なおかつ、醍醐天皇陵も、醍醐寺と勧修寺に近いところに作られているので今昔物語の話も、あながち嘘ではなさそうである。

頓活
醍醐天皇といえば、和歌をよくし、なおかつ摂関を置かず善政を敷いたことで名を残しているが藤原時平の讒言を入れて菅原道真を大宰府に左遷している。

ついでに言うと、醍醐天皇の父・宇多天皇は臣籍降下していた間に敦仁親王(後の醍醐天皇)も生まれていたので当初は源維城といっていた。このことも数奇なことだと思える天皇だなぁと感じます。
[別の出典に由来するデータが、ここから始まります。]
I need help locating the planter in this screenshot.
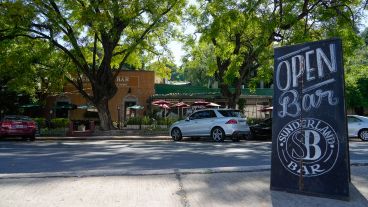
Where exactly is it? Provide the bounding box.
[126,125,141,129]
[140,125,151,129]
[157,125,169,129]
今回、秋篠宮が皇嗣になったそうで、浩宮から壺切御剣をもらうとかいう儀式をしていました。それがなぜ、平安朝の装束でやるのかは不明ですが、この儀式は敦仁親王が立太子の折に宇多天皇から剣を下賜されたのが始まりだそうです。

詳細の儀式の内容は一部が不明なのだそうですが、ともかく平安朝の雰囲気でやることが世間にアピールできるからなのでしょうが、ワタシ的には違和感というか不自然な気がしていますが、とやかく言うことでもないのでいいようにやっていただくしかありません。